M. Michel Riou, animateur de l’association Eau et Rivières en Ille-et-Vilaine va plus lois. "Certains agriculteurs", dit-il, en drainant systématiquement les fonds de vallées, les prairies et les marais pour les transformer en terrains cultivables rentables, ont supprimé ainsi des "zones tampon" de retenue de l’eau. Le résultat est, en hiver, que les sols sont lessivés, que toute la terre descend dans les cours d’eau, qui se bouchent progressivement. Et l’été venu, les rivières sont à sec.
Mais ce drainage systématique et abusif, ce n’est pas le fait de "certains agriculteurs", c’est le mot d’ordre impératif du productivisme agricole, c’est-à-dire de l’État.
Un autre élément aggravant est relevé Mme Cléac’h : le développement de la culture du maïs en Bretagne. Il est récolté en octobre. Après la moisson, les terrains sont laissés à nu, et pendant tout l’automne les eaux s’écoulent sans retenue vers le fond des vallées ce que les géographes appellent le thalweg.
Cette culture du maïs, exotique en Bretagne, c’est aussi le résultat du subventionnisme. Mais Mme Cléac’h, géographe et non économiste, ne le remarque pas.
De plus, "les travaux de voirie, dans les campagnes et en ville, ont imperméabilisé le sol", a expliqué Mme Cléac’h. Quand on recouvre le sol de surfaces dures, l’eau s’écoule sans retenue. Et c’est d’autant plus sensible dans les villes bretonnes, souvent installées en bas d’un véritable entonnoir hydrologique, au fond des estuaires. Quand la marée et les vents de sud-ouest se mettent de la partie, tous les facteurs se réunissent pour des inondations de grande ampleur. Les travaux de voirie, ce sont avant tout ce qu’on appelle des travaux publics…

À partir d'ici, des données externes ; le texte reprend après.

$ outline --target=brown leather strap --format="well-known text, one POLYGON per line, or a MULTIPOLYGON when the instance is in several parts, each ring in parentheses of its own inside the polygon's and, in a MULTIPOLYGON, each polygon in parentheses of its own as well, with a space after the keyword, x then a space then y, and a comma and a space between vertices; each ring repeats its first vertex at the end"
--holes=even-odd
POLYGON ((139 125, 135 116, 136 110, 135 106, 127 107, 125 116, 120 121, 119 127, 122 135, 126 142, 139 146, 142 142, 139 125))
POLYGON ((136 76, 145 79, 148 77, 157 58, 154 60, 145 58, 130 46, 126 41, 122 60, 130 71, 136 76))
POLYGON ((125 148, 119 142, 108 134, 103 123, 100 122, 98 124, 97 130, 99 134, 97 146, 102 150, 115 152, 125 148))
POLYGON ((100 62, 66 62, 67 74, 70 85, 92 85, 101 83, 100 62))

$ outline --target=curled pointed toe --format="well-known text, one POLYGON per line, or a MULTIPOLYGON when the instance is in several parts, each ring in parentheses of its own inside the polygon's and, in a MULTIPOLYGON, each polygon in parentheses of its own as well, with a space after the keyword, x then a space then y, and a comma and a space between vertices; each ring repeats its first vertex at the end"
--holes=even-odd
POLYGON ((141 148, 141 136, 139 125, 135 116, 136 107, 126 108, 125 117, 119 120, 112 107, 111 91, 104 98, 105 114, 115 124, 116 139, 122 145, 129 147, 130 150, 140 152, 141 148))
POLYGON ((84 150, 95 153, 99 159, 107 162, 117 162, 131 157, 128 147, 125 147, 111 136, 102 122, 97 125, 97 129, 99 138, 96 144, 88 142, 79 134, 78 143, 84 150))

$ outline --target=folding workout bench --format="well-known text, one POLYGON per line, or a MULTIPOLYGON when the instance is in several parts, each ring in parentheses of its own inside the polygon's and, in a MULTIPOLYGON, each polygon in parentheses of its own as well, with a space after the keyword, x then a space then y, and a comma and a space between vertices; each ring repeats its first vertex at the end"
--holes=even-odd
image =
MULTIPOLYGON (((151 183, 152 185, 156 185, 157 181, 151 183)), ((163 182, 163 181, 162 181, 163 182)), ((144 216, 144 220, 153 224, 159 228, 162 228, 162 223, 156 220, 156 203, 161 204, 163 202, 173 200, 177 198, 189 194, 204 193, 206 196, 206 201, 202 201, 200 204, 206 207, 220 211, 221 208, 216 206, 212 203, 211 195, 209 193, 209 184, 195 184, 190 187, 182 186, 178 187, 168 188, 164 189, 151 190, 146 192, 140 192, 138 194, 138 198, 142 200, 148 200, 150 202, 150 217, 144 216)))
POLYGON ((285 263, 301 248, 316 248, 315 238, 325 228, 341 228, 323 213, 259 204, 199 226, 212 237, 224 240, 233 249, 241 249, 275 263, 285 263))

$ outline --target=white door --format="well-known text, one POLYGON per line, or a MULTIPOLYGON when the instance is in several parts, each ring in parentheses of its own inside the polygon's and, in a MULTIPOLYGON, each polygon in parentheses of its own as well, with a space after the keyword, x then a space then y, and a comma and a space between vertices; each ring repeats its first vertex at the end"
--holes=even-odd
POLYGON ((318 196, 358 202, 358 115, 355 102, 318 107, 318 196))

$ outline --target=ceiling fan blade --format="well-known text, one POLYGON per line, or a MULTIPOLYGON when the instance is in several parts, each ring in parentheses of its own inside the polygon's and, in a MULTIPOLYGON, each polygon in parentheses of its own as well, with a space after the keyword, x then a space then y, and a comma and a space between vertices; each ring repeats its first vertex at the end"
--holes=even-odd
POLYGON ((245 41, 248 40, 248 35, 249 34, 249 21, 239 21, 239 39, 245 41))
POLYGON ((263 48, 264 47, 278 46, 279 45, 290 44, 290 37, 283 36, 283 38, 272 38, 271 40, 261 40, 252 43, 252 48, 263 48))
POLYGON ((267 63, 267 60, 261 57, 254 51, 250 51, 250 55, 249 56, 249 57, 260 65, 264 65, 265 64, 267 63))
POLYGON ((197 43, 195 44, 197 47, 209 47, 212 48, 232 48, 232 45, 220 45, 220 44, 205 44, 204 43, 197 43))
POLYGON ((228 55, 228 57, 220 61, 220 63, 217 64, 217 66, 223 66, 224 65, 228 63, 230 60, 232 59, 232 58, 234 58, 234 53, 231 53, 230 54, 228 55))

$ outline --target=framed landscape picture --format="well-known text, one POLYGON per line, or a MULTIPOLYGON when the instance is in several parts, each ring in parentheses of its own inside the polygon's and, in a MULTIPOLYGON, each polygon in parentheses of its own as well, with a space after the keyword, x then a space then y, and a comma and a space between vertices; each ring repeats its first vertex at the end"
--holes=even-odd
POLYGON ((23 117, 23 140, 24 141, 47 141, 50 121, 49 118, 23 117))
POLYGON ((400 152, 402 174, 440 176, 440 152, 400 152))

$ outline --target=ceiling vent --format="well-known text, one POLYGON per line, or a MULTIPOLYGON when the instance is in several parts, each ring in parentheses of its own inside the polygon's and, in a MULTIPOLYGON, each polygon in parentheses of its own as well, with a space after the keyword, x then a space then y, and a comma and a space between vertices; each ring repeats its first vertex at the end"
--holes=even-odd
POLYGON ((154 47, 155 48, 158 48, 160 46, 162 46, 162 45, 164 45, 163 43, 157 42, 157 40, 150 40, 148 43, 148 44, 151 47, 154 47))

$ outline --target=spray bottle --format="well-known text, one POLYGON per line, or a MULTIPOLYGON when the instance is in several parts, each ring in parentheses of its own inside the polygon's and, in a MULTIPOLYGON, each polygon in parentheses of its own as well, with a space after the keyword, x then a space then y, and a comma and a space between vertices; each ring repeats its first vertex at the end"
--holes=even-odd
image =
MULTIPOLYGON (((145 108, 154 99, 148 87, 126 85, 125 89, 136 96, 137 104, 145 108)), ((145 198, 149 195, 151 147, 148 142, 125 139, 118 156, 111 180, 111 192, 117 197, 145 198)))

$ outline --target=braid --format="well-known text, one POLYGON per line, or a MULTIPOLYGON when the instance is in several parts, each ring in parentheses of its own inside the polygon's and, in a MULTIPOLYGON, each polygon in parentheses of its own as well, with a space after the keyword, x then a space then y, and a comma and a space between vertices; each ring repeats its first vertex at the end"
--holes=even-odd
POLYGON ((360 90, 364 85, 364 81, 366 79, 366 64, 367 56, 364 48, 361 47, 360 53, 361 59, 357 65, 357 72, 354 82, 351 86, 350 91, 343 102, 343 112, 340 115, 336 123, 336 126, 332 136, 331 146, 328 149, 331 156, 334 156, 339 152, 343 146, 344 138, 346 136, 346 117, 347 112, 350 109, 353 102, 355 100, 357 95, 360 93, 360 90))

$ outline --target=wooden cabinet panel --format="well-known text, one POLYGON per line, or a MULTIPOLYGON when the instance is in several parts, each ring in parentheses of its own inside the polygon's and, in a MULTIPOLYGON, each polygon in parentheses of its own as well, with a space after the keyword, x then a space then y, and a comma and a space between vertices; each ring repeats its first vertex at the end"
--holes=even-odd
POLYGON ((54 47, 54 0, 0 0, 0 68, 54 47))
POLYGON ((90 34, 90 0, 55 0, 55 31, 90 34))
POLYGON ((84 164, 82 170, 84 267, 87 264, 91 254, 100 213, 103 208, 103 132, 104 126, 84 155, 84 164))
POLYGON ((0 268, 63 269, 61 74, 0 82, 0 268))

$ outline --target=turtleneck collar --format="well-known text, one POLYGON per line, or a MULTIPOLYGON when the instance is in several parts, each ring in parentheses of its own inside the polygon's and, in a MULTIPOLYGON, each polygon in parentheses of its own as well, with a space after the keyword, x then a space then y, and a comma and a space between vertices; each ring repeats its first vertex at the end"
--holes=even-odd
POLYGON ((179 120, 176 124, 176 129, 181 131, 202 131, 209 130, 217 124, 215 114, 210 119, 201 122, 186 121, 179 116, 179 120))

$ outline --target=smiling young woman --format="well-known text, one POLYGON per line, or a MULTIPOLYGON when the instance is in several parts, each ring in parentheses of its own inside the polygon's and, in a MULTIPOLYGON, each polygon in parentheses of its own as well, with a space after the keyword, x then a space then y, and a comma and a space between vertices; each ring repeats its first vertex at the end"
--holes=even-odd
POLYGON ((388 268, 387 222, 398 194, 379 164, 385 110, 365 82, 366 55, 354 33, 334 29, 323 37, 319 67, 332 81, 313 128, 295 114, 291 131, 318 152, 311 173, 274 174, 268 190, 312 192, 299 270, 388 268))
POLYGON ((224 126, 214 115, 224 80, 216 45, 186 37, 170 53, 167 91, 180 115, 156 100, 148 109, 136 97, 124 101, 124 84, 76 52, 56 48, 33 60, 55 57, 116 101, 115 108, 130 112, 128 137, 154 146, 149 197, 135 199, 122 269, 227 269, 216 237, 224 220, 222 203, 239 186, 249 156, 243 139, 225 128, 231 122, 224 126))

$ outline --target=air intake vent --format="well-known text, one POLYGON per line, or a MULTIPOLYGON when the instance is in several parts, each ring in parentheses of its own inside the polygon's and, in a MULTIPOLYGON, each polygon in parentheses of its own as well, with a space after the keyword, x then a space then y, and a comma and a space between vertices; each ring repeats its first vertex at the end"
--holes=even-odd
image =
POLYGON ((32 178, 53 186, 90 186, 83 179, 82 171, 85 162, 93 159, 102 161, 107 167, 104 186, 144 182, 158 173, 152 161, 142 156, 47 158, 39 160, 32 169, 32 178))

La conclusion de notre géographe est intéressante à épingler : "Avec six milliards d’êtres humains sur terre, dit-elle, il y a des contraintes. On ne déplacera pas les villes. Ce qu’on peut imaginer, ce sont des bassins de rétention en amont, mais il faudra alors se mettre d’accord avec des communes peu concernées par les crues. Jusqu’ici on a vécu à crédit. Ces aménagements coûteront très cher", a conclu Mme Cléac’h.
Précisons que les propos de Mme Cléac’h et de M. Riou ne sont pas seulement de libres opinions de personnes certes compétentes dans leur domaine. Ces déclarations ont été complaisamment diffusées, après tri, sur les médiats de toute la France, par l’agence monopoliste AFP. Le grand public va donc retenir que ce sont les intérêts privés et les petites collectivités locales qui portent la responsabilité des malheurs collectifs.
Le grand public ignorera que les grandes catastrophes écologiques de l’humanité, provoquées par la min de l’homme, ont toujours été le fait de l’étatisme. Depuis l’aménagement désastreux du Fleuve Jaune par la Chine impériale, dans l’Antiquité, jusqu’au barrage des Trois gorges en Chine communiste, en passant par le désastre écologique soviétique, et jusqu’à la destruction du bocage en France depuis 1945, tout cela incombe à l’État, à l’étatisme sous la conduite des hommes de l’État, technocrates et politiciens, aux frais des particuliers.